Ab initio investigation of the effects of B-doping on the adsorption of H2O, H2 and O2 molecules at diamond surfaces

Abstract

Boron doped diamond is extensively studied for its use in tribological and electrochemical applications due to its remarkable physical and chemical properties. However, ambient conditions play a major role to its macroscopically observed behavior. In this study, the fundamental interactions between the low Miller index (001), (110) and (111) B-doped diamond surfaces with H2O, H2 and O2 molecules, which are commonly present in ambient air and commonly involved in electrochemical reactions, are investi-gated by means of ab initio simulations.

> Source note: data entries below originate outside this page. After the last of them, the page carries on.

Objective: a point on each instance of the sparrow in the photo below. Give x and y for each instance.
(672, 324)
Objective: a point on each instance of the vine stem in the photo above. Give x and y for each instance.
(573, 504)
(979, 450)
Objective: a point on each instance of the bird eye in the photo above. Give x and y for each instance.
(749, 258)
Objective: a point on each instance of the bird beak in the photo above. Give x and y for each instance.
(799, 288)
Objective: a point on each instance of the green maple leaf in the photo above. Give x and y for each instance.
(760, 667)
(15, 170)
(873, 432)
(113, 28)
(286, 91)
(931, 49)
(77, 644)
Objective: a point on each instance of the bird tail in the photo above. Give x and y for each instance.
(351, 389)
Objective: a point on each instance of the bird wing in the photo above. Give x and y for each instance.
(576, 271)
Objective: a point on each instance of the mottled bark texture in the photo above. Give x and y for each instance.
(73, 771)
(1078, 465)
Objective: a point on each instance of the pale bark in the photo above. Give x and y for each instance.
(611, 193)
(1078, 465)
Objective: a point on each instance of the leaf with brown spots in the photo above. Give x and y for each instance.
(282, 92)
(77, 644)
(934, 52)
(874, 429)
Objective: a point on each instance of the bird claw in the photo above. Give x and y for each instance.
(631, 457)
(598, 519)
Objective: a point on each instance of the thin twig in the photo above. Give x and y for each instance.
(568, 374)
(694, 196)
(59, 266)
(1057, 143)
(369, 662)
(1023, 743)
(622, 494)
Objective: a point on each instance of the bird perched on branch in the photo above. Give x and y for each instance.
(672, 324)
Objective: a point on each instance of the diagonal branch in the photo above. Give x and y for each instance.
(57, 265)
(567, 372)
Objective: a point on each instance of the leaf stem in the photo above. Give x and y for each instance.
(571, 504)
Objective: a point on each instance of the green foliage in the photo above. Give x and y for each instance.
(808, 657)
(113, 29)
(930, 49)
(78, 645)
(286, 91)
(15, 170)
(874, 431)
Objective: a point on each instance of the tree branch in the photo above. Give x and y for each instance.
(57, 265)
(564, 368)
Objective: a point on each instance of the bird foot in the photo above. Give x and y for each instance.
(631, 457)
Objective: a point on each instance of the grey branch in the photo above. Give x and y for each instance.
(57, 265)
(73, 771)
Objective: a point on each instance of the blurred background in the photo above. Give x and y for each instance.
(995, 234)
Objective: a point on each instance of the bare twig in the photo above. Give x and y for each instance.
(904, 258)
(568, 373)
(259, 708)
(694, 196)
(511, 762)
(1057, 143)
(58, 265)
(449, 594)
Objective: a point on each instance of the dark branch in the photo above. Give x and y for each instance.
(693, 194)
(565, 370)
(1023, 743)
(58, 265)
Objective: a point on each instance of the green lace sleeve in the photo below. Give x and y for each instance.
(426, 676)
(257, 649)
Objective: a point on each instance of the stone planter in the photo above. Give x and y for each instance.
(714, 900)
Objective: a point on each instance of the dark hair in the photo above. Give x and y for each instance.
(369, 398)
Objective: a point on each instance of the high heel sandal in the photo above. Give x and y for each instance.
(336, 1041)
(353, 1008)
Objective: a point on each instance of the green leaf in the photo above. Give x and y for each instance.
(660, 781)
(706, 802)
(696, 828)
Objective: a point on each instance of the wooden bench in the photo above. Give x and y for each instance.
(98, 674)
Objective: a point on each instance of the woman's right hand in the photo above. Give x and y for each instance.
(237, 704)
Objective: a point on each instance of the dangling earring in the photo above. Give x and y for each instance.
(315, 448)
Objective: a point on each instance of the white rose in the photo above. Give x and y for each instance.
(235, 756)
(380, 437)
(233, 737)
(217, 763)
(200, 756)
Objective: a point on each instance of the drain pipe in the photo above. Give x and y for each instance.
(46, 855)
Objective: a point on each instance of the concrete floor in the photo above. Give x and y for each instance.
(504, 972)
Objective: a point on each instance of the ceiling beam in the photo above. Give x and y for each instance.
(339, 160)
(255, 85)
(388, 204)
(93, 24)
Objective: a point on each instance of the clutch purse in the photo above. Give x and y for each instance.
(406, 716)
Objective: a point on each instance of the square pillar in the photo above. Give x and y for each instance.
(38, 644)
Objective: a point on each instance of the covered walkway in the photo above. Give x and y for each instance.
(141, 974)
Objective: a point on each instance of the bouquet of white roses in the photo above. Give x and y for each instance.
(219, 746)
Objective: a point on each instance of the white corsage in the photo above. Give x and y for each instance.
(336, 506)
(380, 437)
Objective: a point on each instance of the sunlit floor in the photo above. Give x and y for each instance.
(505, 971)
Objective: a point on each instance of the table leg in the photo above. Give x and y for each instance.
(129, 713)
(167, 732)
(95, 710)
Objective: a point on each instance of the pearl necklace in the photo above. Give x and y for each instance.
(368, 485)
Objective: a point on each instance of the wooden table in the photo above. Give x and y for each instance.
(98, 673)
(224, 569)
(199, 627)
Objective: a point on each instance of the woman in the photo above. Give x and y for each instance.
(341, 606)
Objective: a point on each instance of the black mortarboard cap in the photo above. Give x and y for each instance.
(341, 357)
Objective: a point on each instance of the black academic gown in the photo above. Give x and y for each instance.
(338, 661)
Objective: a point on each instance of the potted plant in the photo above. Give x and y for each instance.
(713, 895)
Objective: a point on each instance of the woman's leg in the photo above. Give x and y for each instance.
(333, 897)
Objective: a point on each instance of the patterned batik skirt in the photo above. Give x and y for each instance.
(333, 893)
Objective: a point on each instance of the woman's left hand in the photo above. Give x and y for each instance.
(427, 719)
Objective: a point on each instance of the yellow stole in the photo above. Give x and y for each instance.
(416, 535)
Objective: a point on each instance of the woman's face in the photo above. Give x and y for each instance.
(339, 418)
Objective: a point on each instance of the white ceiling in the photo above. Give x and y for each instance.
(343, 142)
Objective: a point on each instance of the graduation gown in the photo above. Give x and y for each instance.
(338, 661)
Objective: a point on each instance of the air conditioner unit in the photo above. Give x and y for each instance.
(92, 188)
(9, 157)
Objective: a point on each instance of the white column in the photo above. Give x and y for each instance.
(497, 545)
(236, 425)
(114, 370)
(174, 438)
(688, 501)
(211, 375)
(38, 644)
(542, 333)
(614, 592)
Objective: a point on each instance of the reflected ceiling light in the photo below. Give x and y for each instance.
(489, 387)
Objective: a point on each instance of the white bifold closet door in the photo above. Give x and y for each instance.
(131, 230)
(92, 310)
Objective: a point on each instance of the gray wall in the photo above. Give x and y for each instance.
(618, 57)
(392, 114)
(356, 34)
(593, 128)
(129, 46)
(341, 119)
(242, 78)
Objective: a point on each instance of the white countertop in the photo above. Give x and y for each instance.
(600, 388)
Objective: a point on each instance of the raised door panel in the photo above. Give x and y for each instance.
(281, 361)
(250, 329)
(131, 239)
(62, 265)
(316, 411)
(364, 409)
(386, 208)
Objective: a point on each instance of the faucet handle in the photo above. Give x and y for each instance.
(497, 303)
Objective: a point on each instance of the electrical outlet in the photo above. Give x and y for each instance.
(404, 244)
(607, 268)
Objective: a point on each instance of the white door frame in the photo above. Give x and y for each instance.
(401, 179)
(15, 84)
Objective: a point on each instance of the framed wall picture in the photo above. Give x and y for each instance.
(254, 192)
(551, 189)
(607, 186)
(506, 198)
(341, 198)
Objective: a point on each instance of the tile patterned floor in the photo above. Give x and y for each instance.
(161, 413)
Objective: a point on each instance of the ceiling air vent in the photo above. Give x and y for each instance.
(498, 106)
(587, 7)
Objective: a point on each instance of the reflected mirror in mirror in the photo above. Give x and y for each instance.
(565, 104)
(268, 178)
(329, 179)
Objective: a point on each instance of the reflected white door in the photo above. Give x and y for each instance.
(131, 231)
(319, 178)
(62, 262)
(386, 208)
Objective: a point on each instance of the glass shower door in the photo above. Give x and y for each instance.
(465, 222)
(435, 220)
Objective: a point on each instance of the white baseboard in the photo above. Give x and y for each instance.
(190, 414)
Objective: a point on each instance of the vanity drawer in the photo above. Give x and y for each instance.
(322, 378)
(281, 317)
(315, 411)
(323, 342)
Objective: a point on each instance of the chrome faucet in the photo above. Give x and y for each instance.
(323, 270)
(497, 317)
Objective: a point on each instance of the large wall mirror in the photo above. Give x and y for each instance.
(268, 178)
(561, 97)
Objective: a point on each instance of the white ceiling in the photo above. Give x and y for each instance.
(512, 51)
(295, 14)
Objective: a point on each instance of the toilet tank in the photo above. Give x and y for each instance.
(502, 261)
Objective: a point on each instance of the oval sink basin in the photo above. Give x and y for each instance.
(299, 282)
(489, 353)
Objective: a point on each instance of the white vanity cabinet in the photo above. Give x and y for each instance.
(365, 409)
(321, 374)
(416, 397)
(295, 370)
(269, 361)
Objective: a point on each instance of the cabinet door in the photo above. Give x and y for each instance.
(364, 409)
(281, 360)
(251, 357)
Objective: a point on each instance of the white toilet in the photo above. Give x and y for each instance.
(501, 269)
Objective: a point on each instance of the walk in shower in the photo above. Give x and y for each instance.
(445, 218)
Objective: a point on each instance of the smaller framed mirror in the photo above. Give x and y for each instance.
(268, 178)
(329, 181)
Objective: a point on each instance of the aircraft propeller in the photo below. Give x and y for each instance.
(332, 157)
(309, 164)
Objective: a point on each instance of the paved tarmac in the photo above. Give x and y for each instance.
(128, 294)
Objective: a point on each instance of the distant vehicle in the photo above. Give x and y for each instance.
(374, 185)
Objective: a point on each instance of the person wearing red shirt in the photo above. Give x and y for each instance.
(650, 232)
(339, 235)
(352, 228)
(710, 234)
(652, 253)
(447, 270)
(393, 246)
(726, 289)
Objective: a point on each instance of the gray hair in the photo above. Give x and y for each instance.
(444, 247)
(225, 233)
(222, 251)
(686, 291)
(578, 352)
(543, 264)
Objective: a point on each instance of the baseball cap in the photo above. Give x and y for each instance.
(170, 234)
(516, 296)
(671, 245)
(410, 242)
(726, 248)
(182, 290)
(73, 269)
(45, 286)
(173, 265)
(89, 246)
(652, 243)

The results are presented in close comparison with previous studies on undoped diamond surfaces to reveal the impact of B on the adsorption properties. It is demonstrated that the B dopant is preferably incorporated on the topmost carbon layer and enhances the physisorption of H2O by forming a dative bond with O, while, in some cases, it can weaken the ad-sorption of O2, compared to the undoped diamond. Moreover, a noticeable displacement of the surface atoms attached to the fragment of the dissociated H2O and O2 molecules was observed, which can be associated to the first stage of wear at the atomistic level. These qualitative and quantitative results aim to provide useful insight towards the development of improved protective coatings and electrochemical devices.